Changing to an electric car can be an exciting but daunting thought. You could be so used to the requirements of a fossil fuelled cars that you might be rather tentative about the change. You might expect there to be a bunch of confusing lingo that could make your head spin.

In my experience, EVs are not that different from combustion engine vehicles in practice, the fact that they are powered by electricity throws a bunch of new information into the mix. Therefore, I am going to help you understand the basics of an EV battery.

Know the Difference – kW vs kWh

You might think of batteries as the things you used to throw in the back of a flashlight. And you are not wrong, modern lithium-ion-based electric car batteries are not too dissimilar, they are just a lot better. EV battery size is measured in kWh, or kilowatt hours. But what is that?

A kilowatt hour is a measure of energy used by an appliance if it were kept running for one hour exactly. It is not how many kilowatts are being used per hour! This is a common misconception that causes a lot of confusion for those who are making the switch to an electric car.

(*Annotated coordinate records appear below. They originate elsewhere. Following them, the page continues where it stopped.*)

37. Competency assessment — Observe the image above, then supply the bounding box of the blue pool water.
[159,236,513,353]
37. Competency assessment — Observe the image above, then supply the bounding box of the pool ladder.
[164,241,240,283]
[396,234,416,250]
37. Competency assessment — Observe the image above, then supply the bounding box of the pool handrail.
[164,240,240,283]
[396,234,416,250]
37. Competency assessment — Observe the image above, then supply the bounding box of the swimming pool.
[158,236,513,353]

A kilowatt, however, is a measure of instantaneous power. All kinds of appliances like smart phones, laptops, microwaves, blenders, and car motors all have a watt or kilowatt rating. This is a measure of exactly how much power they require to be continuously supplied with power to run.

Let us say you have an electric motor rated at 150 kilowatt (kW) at peak power output. If you ran that motor for 30 minutes you would use 75 kWh of energy. 150 multiplied by 0.5 (of an hour) equals 75 kWh.

Often, Bigger is Better

If how far your electric car can travel on one charge is important to you because you are a fan of long drives, a good general rule to follow, would be to get a big battery. In other words, you want one with a large kWh rating as this will be able to power your new car for the longest period. Allowing you to continue your long Sunday drives.

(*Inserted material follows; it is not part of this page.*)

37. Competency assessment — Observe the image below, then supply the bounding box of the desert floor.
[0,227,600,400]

The Nissan Leaf, which has is often thought of as the flagship for consumer grade EV cars, has under 200 miles of range, come in 40kWh and 60 kWh models. The long-range Tesla Model 3, which is considered the market leader for innovation in the EV car field, can go for over 300 miles of range, packing a 75kWh battery pack.

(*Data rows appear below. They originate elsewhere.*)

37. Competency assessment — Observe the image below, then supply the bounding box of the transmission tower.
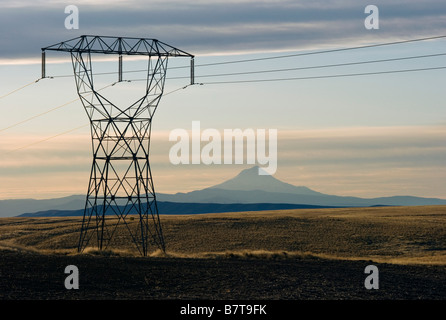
[42,35,194,256]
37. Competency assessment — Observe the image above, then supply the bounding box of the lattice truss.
[42,36,193,256]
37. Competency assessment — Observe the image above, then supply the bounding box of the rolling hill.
[0,166,446,217]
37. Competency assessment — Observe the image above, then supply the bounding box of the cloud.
[0,0,446,59]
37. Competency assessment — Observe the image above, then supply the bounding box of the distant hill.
[0,166,446,217]
[19,201,338,217]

There are other factors that impact an EV’s range, like aerodynamics, motor efficiencies that could be brought own by a whole host of reasons, and how much power is drawn from other electronics in the car. It is not a cut and dry rule by it is a good way to ground the way we think about EV charges.


There are generally 3 levels of EV charge rate. They are often grouped by their kWh rating.

  • Slow (standard) chargers are rated at between 3 kW and 6kW. These are the most basic chargers you will find and the one you will probably be using at home most often because this kind of charger plugs into the wall in a home socket.
  • Fast chargers are rated between 7 kW and 22 kW. This is the kind of power you get from a dedicated at-home EV wall box make look out for this one if you decide to make the change to an EV car, or a destination chargers at shopping centres, and public car parks.
  • Super-fast chargers are rated at 50kW and up. These can charge your EV in amazingly fast times compared to the other two options. Some can even get to the 100kW market. A Tesla Supercharging station would probably fit into this category.

As you can see there is a wide variety of charging options to choose from so make sure that you get the highest kWh rating you can out of your solution. You will have a full charge quicker this way.

Ultimately, EV vehicles can be a big change to how you view motor vehicles. But with the right information behind you and a little patience it is well worth the change. With more and more models of EV vehicles coming out all the time, like the Audi E-Tron GT shown in the picture, the new Porsche Taycan and the Jaguar E-Type as typical examples, most of us can expect them to be the future of motoring.